The Experienced Accident Investigator Trap
A Trap for Experienced Accident Investigators
The Accident
On February 24, 1989, United Airlines flight 811 experienced an explosive decompression while climbing out of Honolulu, Hawaii. Nine people were swept out of the resulting hole and died. The 747 made a successful, and quite miraculous, landing back in Hawaii.
The Initial Investigation by the NTSB
The National Transportation Safety Board (NTSB) was responsible for the investigation of this accident. The NTSB’s final report Executive Summary said:
“A year after the accident, the Safety Board was uncertain that the cargo door would be located and recovered from the Pacific Ocean. The Safety Board decided to proceed with a final report based on the available evidence without the benefit of an actual examination of the door mechanism. The original report was adopted by the Safety Board on April 16, 1990, as NTSB Report AAR-90-01.”
It also said:
“Before the recovery of the cargo door, the Safety Board believed that the door locking mechanisms had sustained damage in service prior to the accident flight to the extent that the door could have been closed and appeared to have been locked, when in fact the door was not fully latched. This belief was expressed in the report and was supported by the evidence available at the time.”
From the initial NTSB report, the experienced NTSB investigators concluded:
“There are no reasonable means by which the door locking and latching mechanisms could open mechanically in flight from a properly closed and locked position. If the lock sectors were in proper condition, and were properly situated over the closed latch cams, the lock sectors had sufficient strength to prevent the cams from vibrating to the open position during ground operation and flight. However, there are two possible means by which the cargo door could open while in flight. Either, the latching mechanisms were forced open electrically through the lock sectors after the door was secured, or the door was not properly latched and locked before departure. Then the door opened when the pressurization loads reached a point that the latches could not hold.”

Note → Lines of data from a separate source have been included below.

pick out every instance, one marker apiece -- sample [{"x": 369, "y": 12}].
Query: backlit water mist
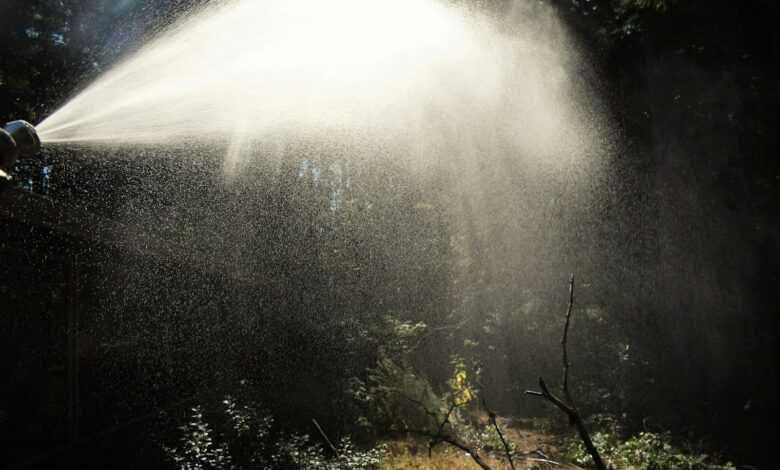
[
  {"x": 417, "y": 73},
  {"x": 495, "y": 109}
]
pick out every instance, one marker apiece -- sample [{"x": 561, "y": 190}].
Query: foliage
[
  {"x": 645, "y": 451},
  {"x": 462, "y": 390},
  {"x": 197, "y": 449},
  {"x": 200, "y": 447}
]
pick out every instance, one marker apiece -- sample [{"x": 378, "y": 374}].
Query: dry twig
[{"x": 568, "y": 406}]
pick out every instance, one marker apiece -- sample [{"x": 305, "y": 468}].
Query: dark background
[{"x": 683, "y": 267}]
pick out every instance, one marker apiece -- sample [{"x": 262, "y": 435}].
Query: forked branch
[{"x": 568, "y": 406}]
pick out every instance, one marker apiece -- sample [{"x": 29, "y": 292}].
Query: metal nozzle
[{"x": 17, "y": 139}]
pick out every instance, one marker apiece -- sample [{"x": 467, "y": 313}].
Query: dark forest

Thus, the NTSB was implying that a ramp service person failed to properly close the door and verify that it was properly closed prior to takeoff. Also that the door latching mechanisms were damaged, probably by prior manual actuation. Finally, the second officer and the dispatch mechanic failed to detect the damage to the door latches.
Thus, in effect, the ramp service person was being blamed for the accident.
Imagine being the ramp service person and having experienced investigators conclude you did something wrong, and they publish it for the world to see, when you knew you had performed the work correctly. You were blamed for the death of nine people.
The Door Is Recovered
The NTSB final report Executive Summary said:
“Subsequently, on July 22, 1990, a search and recovery operation was begun by the U.S. Navy with the cost shared by the Safety Board, the Federal Aviation Administration, Boeing Aircraft Company, and United Airlines. The search and recovery effort was supported by Navy radar data on the separated cargo door, underwater sonar equipment, and a manned submersible vehicle. The effort was successful, and the cargo door was recovered in two pieces from the ocean floor at a depth of 14,200 feet on September 26 and October 1, 1990.”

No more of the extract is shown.